La fièvre est le premier motif de consultation en pédiatrie (soins primaires et urgences) et représente 11 % des consultations du nourrisson de moins de trois mois accueillis en service d’accueil d’urgence pédiatrique. « Selon une étude de 2022, signale le Dr Camille Aupiais (hôpital Jean-Verdier, Bondy), les infections bactériennes sévères (IBS) et les infections bactériennes invasives (IBI) concernaient 12,6 % et 4,5 % des nourrissons fébriles de moins de trois mois hospitalisés ».
Comment déceler ces infections sans surmédicaliser, lorsque le nourrisson présente une fièvre isolée ? Le challenge est de taille, l’examen clinique étant volontiers difficile avec des signes aspécifiques et parfois trompeurs, y compris pour les médecins seniors, d’autant que les enfants sont souvent vus précocement (21 % consultent dans les six heures après le début de la fièvre). Devant un nourrisson de moins de trois mois fébrile, avec une fièvre isolée, faut-il procéder à un bilan complet incluant radiographie de thorax et ponction lombaire ? Faut-il tous les hospitaliser, leur administrer systématiquement une antibiothérapie IV ?
Pour tenter de faire la part des choses, de nombreux scores ou règles de décision clinique (Lab Score, Step by Step, Pecarn, etc.) ont été mis au point, tous perfectibles. La recherche de biomarqueurs prédictifs d’une IBS a été et est toujours florissante, avec l’arrivée il y a déjà de nombreuses années de la CRP et de la procalcitonine (PCT), inclues dans la majorité des scores prédictifs, ce qui a permis d’améliorer considérablement le diagnostic.
Néanmoins, la marge d’amélioration vis-à-vis des sensibilités et spécificités des marqueurs est importante. D’où la poursuite des recherches, avec par exemple des marqueurs de surface cellulaire en réponse à l’infection bactérienne, des protéines des infections virales et même des marqueurs combinés sous forme de tests rapides. Une autre perspective prometteuse est l’analyse du transcriptome de l’hôte en réponse à une infection virale et bactérienne sous forme de puces à ADN.
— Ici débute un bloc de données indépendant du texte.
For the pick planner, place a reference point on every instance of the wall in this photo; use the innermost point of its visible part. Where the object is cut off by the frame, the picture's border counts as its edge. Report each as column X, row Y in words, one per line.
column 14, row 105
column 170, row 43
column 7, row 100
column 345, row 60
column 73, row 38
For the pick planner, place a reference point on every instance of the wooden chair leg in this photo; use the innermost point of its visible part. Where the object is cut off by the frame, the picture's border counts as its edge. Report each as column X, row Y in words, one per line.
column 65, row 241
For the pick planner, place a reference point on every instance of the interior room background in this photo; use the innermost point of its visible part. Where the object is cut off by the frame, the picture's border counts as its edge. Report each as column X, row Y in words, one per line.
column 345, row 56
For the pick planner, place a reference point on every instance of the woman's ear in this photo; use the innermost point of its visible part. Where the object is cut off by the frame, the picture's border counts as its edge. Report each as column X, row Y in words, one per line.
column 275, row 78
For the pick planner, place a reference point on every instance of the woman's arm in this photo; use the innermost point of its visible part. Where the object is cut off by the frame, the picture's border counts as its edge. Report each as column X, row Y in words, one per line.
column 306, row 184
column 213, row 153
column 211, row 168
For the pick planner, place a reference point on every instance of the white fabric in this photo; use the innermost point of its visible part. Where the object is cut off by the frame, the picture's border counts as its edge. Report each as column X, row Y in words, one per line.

En attendant, des algorithmes plus performants sont nécessaires. À cette fin, le CHU de Nantes a conçu Diafever Child, ciblant les jeunes enfants admis aux urgences pour une fièvre sans point d’appel. « Il s’agit d’une règle de décision clinique, basée en premier lieu sur l’âge de l’enfant, qui impacte le plus la probabilité d’infection (< 1 mois ; 1-3 mois ; > 3 mois) », détaille le Pr Christèle Gras-Le Guen (CHU de Nantes).
Le second paramètre est l’impression du médecin et la prise en compte de signes cliniques inquiétants comme une couleur anormale de la peau, une déshydratation, des pleurs inhabituels, une respiration rapide, une léthargie et a fortiori une fièvre supérieure à 40 °C, une cyanose et des pétéchies. « Car il est impossible de prédire une infection uniquement à partir de données biologiques, souligne le Pr Gras-Le Guen, et c’est ce qui a fait défaut dans plusieurs règles de décision, en particulier le Lab Score ».
Viennent ensuite les paramètres biologiques (leucocyturie, PCR et PCT mesurée via un test rapide au lit du patient). En fonction de ces éléments, l’algorithme oriente soit vers une surveillance hospitalière et la répétition du dosage de PCT, soit vers la prise en charge habituelle (ponction lombaire et antibiotiques).
Selon les premiers résultats concluants de l’étude randomisée Diafever Child, présentée au congrès, « la supériorité de l’algorithme Diafever est démontrée pour la prédiction d’une infection bactérienne sévère et invasive (méningite et septicémie), annonce le Pr Gras-Le Guen. Il permet en outre de limiter les examens et les hospitalisations et de réduire l’exposition aux antibiotiques. Son utilisation n’est pas associée à une prise de risque pour l’enfant dans cette étude ».